お祭り 歴史探索の旅   ~尾陽雑記抄~

活動拠点をやいと屋知足斎の日記に移しました

人形に魂が宿る時

2008年03月09日 19時25分02秒 | 歴史探索
NHK人形劇三国志で今でも名場面だったと思えるのは「五丈原」で諸葛亮孔明が病没する場面、三国志演義ではキョウイに退陣の指示を出し、司馬 仲達が追撃してきたら、自分とソックリの人形を仲達に見せろと言う。

 人形劇では人形が人形を見せろと言うわけにはいかないので、自分が死んでも自分の身体を車に乗せ、仲達に見せろと指示を出す。仲達が魏軍を率い、蜀の殿軍に襲いかかろうとしたとき、仲達の前に孔明が姿を出す。ここで孔明の顔のアップがあり、場の緊張感を高める。「孔明は死んでいなかったか」と仲達はあせり、魏軍を退く。魏軍が引き上げるのを見届けてから、諸葛亮は蜀の臣下により、まぶたをそっと閉じる。

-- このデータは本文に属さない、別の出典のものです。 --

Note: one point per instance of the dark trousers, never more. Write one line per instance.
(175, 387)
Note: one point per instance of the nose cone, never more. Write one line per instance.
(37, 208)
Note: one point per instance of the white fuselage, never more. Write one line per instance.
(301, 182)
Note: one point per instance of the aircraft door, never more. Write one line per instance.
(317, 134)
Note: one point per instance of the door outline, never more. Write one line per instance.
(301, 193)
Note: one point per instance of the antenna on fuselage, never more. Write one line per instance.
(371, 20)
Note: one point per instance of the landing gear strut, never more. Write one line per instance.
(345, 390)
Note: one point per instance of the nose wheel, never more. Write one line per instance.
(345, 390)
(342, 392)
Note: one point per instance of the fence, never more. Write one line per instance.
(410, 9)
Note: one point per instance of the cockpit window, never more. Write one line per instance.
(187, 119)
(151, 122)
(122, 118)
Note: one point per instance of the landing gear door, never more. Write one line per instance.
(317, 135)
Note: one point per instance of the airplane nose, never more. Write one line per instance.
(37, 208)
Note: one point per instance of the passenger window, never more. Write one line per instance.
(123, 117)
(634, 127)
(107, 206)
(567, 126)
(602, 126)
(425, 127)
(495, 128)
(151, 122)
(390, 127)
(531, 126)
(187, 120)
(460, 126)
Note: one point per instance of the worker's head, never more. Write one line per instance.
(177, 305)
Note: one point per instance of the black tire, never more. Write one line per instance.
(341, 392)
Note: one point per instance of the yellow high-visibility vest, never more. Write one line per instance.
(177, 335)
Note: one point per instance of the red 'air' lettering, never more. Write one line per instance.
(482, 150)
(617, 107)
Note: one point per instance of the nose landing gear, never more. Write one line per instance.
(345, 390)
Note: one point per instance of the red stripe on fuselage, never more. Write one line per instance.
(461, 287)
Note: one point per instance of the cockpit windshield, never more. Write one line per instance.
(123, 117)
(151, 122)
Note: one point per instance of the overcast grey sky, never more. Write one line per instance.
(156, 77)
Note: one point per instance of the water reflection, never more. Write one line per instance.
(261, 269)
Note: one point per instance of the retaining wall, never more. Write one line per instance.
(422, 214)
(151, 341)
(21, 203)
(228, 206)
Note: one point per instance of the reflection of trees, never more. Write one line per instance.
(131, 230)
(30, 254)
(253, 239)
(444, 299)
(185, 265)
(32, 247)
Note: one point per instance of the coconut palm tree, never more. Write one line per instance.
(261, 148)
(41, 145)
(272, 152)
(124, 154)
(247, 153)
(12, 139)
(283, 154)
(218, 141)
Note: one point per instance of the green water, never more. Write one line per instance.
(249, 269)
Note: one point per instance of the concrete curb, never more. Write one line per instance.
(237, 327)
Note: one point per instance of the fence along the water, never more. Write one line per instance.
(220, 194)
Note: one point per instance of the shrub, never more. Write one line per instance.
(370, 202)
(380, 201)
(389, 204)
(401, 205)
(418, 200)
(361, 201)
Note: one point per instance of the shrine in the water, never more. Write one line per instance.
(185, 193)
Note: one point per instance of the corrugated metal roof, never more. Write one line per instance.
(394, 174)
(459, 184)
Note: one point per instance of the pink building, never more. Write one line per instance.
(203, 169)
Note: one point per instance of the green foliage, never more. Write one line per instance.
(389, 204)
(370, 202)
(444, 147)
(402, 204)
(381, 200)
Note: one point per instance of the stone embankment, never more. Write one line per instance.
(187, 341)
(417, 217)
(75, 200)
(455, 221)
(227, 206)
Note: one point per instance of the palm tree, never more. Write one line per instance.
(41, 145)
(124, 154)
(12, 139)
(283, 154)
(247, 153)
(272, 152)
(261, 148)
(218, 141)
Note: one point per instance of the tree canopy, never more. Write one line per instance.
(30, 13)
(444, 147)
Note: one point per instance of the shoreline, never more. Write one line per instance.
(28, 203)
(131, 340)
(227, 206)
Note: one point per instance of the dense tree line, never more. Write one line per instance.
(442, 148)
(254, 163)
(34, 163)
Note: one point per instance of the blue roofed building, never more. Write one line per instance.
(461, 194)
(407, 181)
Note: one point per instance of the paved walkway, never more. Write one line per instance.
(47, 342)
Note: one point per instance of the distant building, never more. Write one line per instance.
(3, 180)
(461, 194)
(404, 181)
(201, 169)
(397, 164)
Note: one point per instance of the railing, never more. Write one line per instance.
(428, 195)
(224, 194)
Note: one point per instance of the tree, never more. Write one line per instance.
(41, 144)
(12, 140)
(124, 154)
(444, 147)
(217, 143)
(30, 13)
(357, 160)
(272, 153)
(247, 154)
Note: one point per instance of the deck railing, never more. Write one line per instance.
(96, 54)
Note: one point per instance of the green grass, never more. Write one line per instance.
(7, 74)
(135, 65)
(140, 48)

 これには後日談があるようで、当初の予定では仲達に孔明は目を閉じたまま姿を見せる脚本だったらしい。だが現場は譲らず、諸葛亮がまず仲達ににらみを利かせてから、陣を引き上げるのを見届けてまぶたを閉じる、と変更があったらしい。お蔭で今でも記憶に残る名場面となった。

 あの時の諸葛亮孔明(人形)には魂が宿っていた。いや神が乗り移っていたかもしれない。

 山車にもカラクリ人形が乗るが、あの時孔明が見せたような人形が自分が人形であるのを忘れたような表情を見せるから、山車カラクリの人形を追い駆けるカメラマンが多数おいでだし、追い駆けたくなる気持ちもわかる。

 山車保存に関わる、人形方の皆様、頑張ってね。